BDO has long been calling for Australia’s taxation system to be simplified, as has the profession broadly. The mid-tier’s national head of tax, Marcus Leonard, believes there is a strong case to start with re-thinking the administration and application of the “terribly administratively inefficient” fringe benefits tax.
“The fringe benefits tax is always applied at the top marginal rate of tax, so it assumes that everyone pays tax at the top marginal rate. That's not a coherent system. If it's supposed to be taxing things that are paid in substitution to salary or wages, then they should be taxed at the employee's relevant tax rate,” he told Accountants Daily.
The taxation of trusts is also worth of a review, he said, after being subject to a series of changes and quick-fix solutions since the late 1980s.
“The taxation of trusts for income tax purposes is a terrible terrible mess at the moment. The legislation is almost impossible to decipher,” Mr Leonard said.
“The original law for the taxation of trusts worked really well when the rest of the tax law was quite simple… in the day before capital gains tax and in the days before dividend imputation and franking,” he said.
“Roll forward to the second decade of the 21st Century though, and the tax system has become more complex. You have things like, not just capital gains, but capital gains discounting that applies to some entities and not others. You have things like imputation credits and full refundability of imputation credits,” he said.
“Also, it’s not just the tax system, but the economic system as well that is a lot more complex. You have investors who may invest through trusts, holding investments not just in Australian assets, but also in international assets. And so you have a whole lot of complexity coming out of the changes in the economy,” he said.

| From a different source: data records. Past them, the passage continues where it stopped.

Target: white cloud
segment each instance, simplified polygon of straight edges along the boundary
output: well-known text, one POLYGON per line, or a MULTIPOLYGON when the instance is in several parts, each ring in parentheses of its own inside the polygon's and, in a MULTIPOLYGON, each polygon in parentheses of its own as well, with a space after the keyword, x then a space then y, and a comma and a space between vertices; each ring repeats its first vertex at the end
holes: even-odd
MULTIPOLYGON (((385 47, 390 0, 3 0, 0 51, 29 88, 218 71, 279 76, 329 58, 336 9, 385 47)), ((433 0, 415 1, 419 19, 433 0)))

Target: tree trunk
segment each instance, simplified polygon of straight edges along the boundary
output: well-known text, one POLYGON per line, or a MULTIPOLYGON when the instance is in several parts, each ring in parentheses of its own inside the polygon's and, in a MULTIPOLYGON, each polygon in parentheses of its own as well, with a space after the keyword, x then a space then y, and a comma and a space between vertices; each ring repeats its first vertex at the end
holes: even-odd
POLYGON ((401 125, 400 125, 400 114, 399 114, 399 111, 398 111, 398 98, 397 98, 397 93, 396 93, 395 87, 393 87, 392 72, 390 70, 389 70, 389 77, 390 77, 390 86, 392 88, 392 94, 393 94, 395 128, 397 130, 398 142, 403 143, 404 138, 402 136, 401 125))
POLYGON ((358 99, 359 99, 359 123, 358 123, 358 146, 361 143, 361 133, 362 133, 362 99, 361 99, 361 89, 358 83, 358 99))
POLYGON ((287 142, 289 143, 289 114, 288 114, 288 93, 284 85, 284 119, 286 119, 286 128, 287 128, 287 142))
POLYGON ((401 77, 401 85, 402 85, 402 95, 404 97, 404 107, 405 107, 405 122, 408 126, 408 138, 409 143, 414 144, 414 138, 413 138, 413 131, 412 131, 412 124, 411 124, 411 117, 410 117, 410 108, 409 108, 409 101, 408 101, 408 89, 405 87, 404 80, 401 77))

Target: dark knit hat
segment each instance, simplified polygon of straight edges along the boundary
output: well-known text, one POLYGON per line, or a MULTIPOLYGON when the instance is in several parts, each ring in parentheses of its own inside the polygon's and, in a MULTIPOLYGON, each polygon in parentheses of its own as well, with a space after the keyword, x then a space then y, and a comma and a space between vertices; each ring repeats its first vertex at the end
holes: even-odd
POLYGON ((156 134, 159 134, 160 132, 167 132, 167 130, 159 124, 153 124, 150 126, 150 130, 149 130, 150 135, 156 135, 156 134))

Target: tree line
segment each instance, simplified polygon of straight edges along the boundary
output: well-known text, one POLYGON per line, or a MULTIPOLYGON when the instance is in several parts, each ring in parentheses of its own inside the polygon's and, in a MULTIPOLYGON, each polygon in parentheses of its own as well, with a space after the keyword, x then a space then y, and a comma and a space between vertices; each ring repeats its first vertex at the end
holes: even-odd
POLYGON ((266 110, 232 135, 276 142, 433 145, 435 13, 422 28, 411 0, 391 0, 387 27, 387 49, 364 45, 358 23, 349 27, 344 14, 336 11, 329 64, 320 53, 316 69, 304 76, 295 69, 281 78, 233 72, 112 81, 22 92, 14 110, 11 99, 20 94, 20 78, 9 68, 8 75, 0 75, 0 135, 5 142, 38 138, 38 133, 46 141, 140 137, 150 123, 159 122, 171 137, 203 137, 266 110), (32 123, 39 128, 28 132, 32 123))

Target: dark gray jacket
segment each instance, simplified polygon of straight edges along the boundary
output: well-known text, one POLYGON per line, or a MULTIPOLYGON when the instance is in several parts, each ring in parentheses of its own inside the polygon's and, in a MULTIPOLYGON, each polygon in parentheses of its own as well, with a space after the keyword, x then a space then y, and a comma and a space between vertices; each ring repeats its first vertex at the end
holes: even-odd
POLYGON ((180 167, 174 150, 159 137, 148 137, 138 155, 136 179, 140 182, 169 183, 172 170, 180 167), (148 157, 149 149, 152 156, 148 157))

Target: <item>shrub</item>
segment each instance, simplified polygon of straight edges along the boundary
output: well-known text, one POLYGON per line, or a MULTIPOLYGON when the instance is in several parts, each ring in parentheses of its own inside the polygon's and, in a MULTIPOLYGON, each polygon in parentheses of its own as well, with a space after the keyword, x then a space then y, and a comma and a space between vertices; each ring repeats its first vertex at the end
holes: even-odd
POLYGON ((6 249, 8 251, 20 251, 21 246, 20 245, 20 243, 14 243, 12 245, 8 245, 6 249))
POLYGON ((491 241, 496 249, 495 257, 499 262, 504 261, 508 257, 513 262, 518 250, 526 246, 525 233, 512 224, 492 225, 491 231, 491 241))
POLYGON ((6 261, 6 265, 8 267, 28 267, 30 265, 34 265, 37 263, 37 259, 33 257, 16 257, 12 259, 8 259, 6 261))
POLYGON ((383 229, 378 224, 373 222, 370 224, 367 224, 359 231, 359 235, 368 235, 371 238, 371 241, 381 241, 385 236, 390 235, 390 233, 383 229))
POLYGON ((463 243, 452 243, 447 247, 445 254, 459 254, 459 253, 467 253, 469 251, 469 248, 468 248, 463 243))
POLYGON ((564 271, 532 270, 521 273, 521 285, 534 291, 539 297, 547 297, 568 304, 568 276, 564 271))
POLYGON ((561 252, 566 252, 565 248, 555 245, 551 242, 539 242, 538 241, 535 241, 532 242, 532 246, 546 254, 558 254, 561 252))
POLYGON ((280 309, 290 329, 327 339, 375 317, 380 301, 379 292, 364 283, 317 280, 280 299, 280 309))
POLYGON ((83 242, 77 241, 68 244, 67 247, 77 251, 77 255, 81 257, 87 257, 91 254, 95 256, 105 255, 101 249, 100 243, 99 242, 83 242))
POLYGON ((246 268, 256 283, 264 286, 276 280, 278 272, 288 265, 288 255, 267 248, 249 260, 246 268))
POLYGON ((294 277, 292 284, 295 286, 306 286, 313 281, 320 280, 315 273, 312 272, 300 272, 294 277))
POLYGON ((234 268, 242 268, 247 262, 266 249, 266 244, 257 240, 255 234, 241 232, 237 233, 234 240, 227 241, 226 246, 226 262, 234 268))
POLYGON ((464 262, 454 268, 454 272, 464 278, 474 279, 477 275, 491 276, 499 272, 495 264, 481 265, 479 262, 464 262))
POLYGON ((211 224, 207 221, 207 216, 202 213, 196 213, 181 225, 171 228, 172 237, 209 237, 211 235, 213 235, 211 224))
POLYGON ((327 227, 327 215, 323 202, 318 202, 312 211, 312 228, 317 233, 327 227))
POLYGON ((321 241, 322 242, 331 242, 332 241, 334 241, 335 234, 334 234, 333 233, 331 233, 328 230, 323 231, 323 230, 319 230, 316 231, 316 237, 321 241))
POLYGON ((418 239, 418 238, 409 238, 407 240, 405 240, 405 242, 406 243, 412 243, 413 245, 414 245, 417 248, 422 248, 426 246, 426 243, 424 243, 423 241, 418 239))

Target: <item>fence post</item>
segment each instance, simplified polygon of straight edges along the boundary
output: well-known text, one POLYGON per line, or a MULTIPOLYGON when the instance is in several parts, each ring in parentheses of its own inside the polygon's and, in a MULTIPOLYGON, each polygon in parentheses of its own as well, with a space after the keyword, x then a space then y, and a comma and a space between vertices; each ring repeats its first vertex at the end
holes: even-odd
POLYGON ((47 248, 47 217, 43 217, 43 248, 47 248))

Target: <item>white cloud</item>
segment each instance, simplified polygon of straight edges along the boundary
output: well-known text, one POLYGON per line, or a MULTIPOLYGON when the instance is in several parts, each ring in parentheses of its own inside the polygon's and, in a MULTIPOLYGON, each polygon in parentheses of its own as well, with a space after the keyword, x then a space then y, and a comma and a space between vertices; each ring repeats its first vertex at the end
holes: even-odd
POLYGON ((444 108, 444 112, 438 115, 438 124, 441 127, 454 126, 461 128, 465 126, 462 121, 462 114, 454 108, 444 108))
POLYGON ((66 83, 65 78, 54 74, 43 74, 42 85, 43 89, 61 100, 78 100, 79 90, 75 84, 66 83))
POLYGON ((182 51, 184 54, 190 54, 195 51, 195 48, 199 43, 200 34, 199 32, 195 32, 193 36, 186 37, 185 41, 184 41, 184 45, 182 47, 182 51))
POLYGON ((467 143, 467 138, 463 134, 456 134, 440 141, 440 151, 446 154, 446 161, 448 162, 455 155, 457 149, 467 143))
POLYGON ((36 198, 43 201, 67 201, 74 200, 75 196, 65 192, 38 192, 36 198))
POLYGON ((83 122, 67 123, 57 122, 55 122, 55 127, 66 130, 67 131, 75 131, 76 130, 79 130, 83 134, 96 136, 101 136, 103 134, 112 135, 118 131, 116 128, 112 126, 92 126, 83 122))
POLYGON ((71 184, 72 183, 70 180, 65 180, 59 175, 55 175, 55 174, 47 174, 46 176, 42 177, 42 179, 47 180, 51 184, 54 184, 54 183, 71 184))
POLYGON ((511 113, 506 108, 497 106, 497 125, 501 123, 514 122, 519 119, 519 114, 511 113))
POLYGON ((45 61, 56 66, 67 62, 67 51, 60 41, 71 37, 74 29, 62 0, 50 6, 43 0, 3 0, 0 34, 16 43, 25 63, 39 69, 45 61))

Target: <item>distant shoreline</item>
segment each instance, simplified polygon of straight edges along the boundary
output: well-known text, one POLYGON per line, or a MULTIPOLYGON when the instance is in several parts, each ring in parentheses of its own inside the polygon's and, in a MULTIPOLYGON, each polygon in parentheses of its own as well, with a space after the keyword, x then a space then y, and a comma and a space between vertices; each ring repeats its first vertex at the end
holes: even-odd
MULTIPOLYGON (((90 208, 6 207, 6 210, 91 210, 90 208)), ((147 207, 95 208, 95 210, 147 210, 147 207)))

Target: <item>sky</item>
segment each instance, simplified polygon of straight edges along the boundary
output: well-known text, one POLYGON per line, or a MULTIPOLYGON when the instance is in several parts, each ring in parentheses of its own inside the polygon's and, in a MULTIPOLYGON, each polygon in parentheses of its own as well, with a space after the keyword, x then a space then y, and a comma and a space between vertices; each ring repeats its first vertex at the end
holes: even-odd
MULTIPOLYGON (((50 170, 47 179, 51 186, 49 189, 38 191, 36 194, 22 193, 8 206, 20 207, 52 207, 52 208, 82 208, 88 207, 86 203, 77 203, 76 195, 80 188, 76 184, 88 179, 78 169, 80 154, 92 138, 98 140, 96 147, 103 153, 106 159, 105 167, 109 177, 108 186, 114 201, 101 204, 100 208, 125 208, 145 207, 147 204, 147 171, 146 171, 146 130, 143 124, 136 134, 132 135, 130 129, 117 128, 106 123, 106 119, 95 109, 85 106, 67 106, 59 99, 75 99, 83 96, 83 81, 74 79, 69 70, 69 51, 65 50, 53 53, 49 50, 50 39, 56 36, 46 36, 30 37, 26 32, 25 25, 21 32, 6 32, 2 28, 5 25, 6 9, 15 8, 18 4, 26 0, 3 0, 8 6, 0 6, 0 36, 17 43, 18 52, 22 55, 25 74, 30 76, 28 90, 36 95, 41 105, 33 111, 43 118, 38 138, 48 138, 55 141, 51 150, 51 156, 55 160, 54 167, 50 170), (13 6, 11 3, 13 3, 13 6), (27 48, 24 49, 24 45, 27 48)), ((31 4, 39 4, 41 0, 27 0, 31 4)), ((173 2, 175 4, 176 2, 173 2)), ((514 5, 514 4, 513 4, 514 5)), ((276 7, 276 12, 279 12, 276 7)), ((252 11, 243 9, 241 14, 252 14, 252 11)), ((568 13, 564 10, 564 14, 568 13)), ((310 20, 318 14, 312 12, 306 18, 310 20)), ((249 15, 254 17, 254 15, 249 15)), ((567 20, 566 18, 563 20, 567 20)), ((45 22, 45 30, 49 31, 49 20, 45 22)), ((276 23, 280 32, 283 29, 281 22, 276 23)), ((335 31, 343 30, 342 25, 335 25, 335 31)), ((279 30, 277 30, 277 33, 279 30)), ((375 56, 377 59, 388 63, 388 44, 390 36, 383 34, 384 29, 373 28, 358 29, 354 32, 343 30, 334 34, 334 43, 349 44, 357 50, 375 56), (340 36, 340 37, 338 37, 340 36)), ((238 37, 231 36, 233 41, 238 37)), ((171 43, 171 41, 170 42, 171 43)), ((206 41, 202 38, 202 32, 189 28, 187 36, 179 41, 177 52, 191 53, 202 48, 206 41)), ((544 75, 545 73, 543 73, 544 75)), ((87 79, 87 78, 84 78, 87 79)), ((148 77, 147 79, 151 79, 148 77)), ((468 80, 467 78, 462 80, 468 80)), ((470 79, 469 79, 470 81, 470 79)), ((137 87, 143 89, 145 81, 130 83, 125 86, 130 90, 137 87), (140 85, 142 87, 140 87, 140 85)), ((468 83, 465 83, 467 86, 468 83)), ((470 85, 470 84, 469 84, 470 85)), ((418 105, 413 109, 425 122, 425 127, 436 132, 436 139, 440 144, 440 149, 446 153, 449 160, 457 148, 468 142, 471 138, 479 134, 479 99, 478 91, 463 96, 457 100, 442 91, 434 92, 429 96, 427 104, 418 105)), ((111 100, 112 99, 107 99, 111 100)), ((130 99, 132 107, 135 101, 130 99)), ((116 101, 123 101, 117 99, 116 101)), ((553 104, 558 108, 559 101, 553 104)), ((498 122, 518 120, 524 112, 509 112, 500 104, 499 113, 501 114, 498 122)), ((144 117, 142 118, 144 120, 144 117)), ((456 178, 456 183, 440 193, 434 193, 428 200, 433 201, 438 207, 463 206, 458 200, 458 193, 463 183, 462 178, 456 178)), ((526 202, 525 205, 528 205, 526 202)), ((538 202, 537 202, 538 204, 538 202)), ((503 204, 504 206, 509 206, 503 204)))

The consistent tinkering with the rules surrounding the taxation of trusts has been an issue of debate for several years. The series of changes to trusts law led tax lawyer David Hughes, partner in Queensland law firm Small Myers Hughes, to believe that the government ultimately wants to discourage Australians from using trusts.
“It’s like the frog in the boiling water. Each degree that the temperature goes up is not going to necessarily be a major problem in and of itself. But certainly if you were to tell people some 15 years ago this is where we would be today, they’d be gobsmacked, because when I first started practice, trusts were a very standard tool, and now most advisers would say use trusts with caution,” Mr Hughes said in late 2016, after a fresh set of announcements on trusts were released by the ATO.
In good news for accountants, while the law is “struggling under the weight of all those bandaids,” administrative complexities create work for accountants, and Mr Leonard doesn’t see that clients are deterred from accessing trust structures. “But boy it increases their compliance costs,” he added. “And it leads to quite strange and anomalous outcomes in the tax system sometimes.”
Mr Leonard also believes stamp duty is in urgent need of reform, giving a nod to the Henry Review which labelled it the least efficient tax in Australia. What is particularly problematic about stamp duty is that it limits economic activity because of the burden it places on investors, without the funds necessarily boosting state budgets.
“It crushes economic activity,” Mr Leonard said.